Neonatal physiology also results in altered drug elimination pathways compared with older children and adults. Specifically, mechanisms of renal excretion, including glomerular filtration, active tubular secretion, and tubular reabsorption, increase with increasing GA, PNA, and body weight.[17] Glomerular filtration rate (GFR) for body surface area is initially low in term neonates, increasing rapidly during the first 2 weeks of life, subsequently rising slowly to adult values by 6 to 12 months PNA.[17] In premature infants, incomplete nephrogenesis until 34 weeks' gestation limits initial rapid rises in GFR.[17] Notably, conditions common in preterm neonates such as decreased cardiac output and receipt of nephrotoxic drugs can also result in lower GFR.

Elimination pathways of active tubular secretion and tubular reabsorption are similarly immature at birth, increasing the risk for prolonged and toxic drug exposures in neonates. Initially, elimination pathways are only 20 to 30% of that observed in adults, with active tubular secretion gradually reaching adult values by 7 to 12 months of life and tubular reabsorption maturing through adolescence.[2] Meropenem provides a pertinent example of the importance of careful consideration of these pathways in neonatal drug dosing.

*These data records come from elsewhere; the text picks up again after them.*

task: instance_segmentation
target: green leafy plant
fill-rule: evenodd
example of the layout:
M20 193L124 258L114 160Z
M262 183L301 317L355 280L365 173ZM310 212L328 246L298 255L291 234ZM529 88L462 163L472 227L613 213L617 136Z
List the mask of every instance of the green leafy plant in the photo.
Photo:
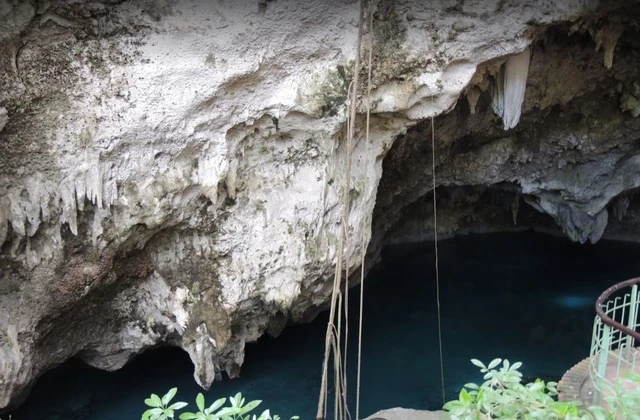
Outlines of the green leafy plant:
M150 409L142 414L142 420L165 420L173 419L175 411L187 406L187 403L177 402L169 405L173 397L178 391L177 388L172 388L160 398L155 394L152 394L150 398L144 400ZM265 410L256 416L251 415L250 412L262 403L260 400L250 401L245 404L245 399L241 393L237 393L233 397L229 397L231 403L230 406L224 407L226 398L220 398L213 402L209 407L206 407L204 395L199 393L196 397L196 406L198 412L184 412L180 414L180 420L280 420L277 415L271 415L269 410ZM297 420L298 416L291 417L291 420Z
M187 406L185 402L176 402L169 405L173 397L176 396L176 392L178 392L178 388L171 388L162 398L156 394L151 394L149 398L144 400L144 403L151 408L142 413L142 420L166 420L174 418L173 416L176 410Z
M472 359L471 363L484 373L485 382L466 384L457 400L444 405L451 420L640 420L640 375L628 375L605 390L606 407L582 408L578 402L556 401L555 382L537 379L522 384L520 362L494 359L487 366ZM636 391L625 392L623 382L636 384Z

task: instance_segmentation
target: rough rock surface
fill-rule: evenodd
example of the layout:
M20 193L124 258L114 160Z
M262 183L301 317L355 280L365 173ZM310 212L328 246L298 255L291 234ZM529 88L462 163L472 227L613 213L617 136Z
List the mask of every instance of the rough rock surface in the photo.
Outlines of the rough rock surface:
M389 408L380 410L365 420L441 420L444 411L412 410L410 408Z
M638 3L520 3L373 2L348 220L370 261L429 231L431 117L444 231L502 229L522 208L575 240L637 240ZM72 356L111 370L161 344L208 387L237 375L246 342L320 310L358 8L0 0L0 407ZM492 101L518 101L501 81L529 46L505 131Z

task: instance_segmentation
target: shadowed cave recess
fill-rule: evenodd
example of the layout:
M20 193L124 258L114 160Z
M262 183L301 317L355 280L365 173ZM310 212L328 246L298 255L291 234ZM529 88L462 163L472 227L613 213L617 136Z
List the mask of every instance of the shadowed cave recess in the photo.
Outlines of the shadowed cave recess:
M365 416L394 406L438 409L442 405L433 276L432 128L447 398L464 383L479 381L470 358L521 360L526 375L557 380L588 355L596 297L613 283L640 273L636 262L640 197L635 194L640 187L639 13L640 4L634 1L603 2L597 12L578 22L548 27L531 22L534 42L521 80L526 92L513 127L505 129L514 110L505 111L504 102L502 108L496 105L500 102L496 98L509 97L509 89L515 89L504 82L509 59L499 57L477 67L455 106L437 115L433 127L430 119L412 124L376 157L382 177L375 192L365 264ZM392 111L387 114L379 112L373 124L393 118ZM359 117L359 124L362 120ZM13 129L7 127L3 136ZM256 150L248 147L247 153ZM226 188L223 201L234 203L228 181ZM357 187L352 191L354 196L360 192ZM205 198L198 200L196 208L203 213L213 205ZM87 204L86 211L92 210L98 211ZM220 217L230 216L223 212ZM89 231L89 223L80 218L76 229ZM156 230L136 225L119 249L108 249L108 258L95 257L93 265L83 266L85 273L94 270L96 277L103 276L99 287L31 325L41 334L20 331L20 342L31 346L37 363L29 378L11 373L18 385L4 392L11 395L6 413L11 412L13 420L139 418L145 397L172 386L180 388L181 400L191 402L200 390L192 374L196 356L182 340L191 335L194 343L200 343L208 337L207 325L225 331L215 341L227 349L216 355L212 366L201 369L206 372L200 377L196 371L201 382L215 375L208 401L241 391L249 399L262 399L265 408L283 418L296 414L312 418L327 319L327 279L332 278L329 269L318 272L325 279L320 286L300 286L301 297L292 309L252 298L241 302L240 312L227 319L215 311L205 314L206 307L197 301L191 318L208 322L187 327L186 332L149 321L140 322L140 329L160 337L155 342L121 352L122 341L100 341L105 331L111 334L116 325L135 318L135 311L127 312L120 302L143 301L134 286L154 270L162 271L149 249L168 249L173 229L184 226L180 223ZM189 229L185 228L196 236ZM86 264L73 260L86 244L68 229L62 234L70 264ZM17 236L10 227L7 237ZM15 240L4 243L0 263L9 274L2 277L0 297L8 302L7 296L13 296L15 302L4 303L12 308L6 313L20 316L20 311L37 304L34 296L44 292L28 289L25 297L22 287L16 286L26 271L10 255L28 250L12 249L13 244L25 247ZM309 258L316 257L315 250L315 246L306 249ZM202 265L185 265L184 276L190 279L185 294L206 301L216 296L219 284L201 291L203 285L192 280L206 277L216 263L193 261ZM168 274L175 283L163 287L179 290L181 269ZM351 401L359 290L359 269L352 270ZM84 286L76 277L59 275L66 279L65 287ZM160 293L153 287L141 290L146 295ZM29 304L23 305L21 299L30 299ZM111 301L118 303L107 304ZM15 309L19 306L22 309ZM181 312L167 315L169 309L157 312L179 324ZM88 327L85 320L90 319L93 324ZM0 334L9 337L4 330ZM0 344L9 349L13 338L5 343L4 336L0 335ZM246 357L243 340L258 341L247 345ZM7 355L10 350L3 351ZM18 358L11 357L6 360Z

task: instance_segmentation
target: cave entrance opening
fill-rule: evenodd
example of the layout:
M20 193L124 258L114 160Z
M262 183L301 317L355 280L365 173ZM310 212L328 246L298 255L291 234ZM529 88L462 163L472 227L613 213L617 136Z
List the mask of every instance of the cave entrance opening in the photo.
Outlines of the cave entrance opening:
M595 299L612 283L640 271L639 252L638 244L603 240L579 245L533 232L441 241L447 399L455 398L465 383L481 381L471 358L519 360L525 380L557 381L588 356ZM390 407L435 410L442 405L433 255L432 242L387 246L367 277L363 418ZM355 331L358 290L352 289L350 297ZM240 377L214 383L206 399L242 392L247 399L263 400L261 408L281 418L313 418L327 320L322 313L277 338L265 336L248 345ZM356 342L351 345L355 348ZM351 383L356 365L349 360ZM193 401L201 390L192 373L188 355L179 349L145 352L116 372L57 368L38 380L13 418L137 420L144 398L171 386L178 387L177 398ZM354 387L349 403L355 403Z

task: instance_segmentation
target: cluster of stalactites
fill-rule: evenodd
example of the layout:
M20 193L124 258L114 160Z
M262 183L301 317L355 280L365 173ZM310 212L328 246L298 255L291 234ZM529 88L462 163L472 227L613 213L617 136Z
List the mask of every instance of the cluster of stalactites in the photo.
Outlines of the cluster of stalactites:
M520 121L530 57L529 48L525 48L521 53L509 56L498 72L492 108L502 118L505 130L515 127Z

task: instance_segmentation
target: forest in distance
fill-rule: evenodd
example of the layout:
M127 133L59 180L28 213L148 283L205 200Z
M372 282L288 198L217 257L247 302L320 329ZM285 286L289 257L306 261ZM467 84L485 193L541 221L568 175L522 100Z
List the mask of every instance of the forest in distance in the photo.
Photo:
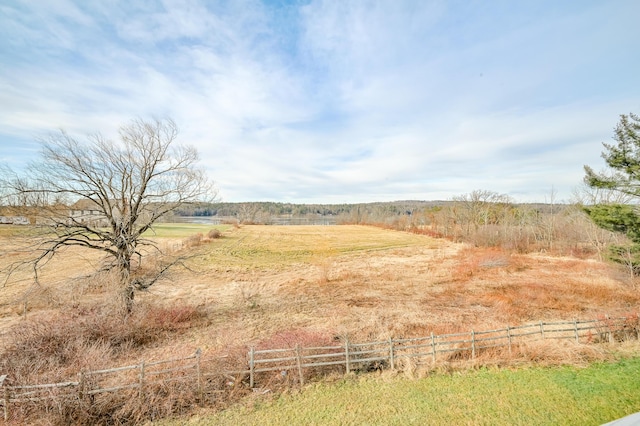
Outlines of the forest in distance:
M469 205L509 206L511 209L535 211L538 214L560 211L566 204L545 203L512 203L486 200L467 200L465 196L460 200L400 200L369 203L343 204L302 204L283 202L216 202L189 203L174 211L177 217L217 217L235 218L245 224L271 224L273 218L290 217L331 217L335 223L369 223L384 222L398 216L432 215L447 208L460 209Z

Meropenem, a β lactam administered intravenously, has broad antimicrobial activity with stability against resistance mechanisms of most extended spectrum and AmpC chromosomal β-lactamases.[18] Meropenem has low protein binding (2% in adults) and broad distribution and tissue penetration in the body.[18] Consequently, this drug is used for treatment of meningitis, late-onset sepsis, and intra-abdominal infections in neonates.[19] [20] Meropenem undergoes limited metabolism to an inactive metabolite, and >70% of the drug is excreted unchanged in the urine, dependent on both glomerular filtration and active tubular secretion for clearance.[18] As such, adjustment in dose is recommended for creatinine clearance <50 mL/min, geriatric patients, and recently, neonates, including those who are premature.[18]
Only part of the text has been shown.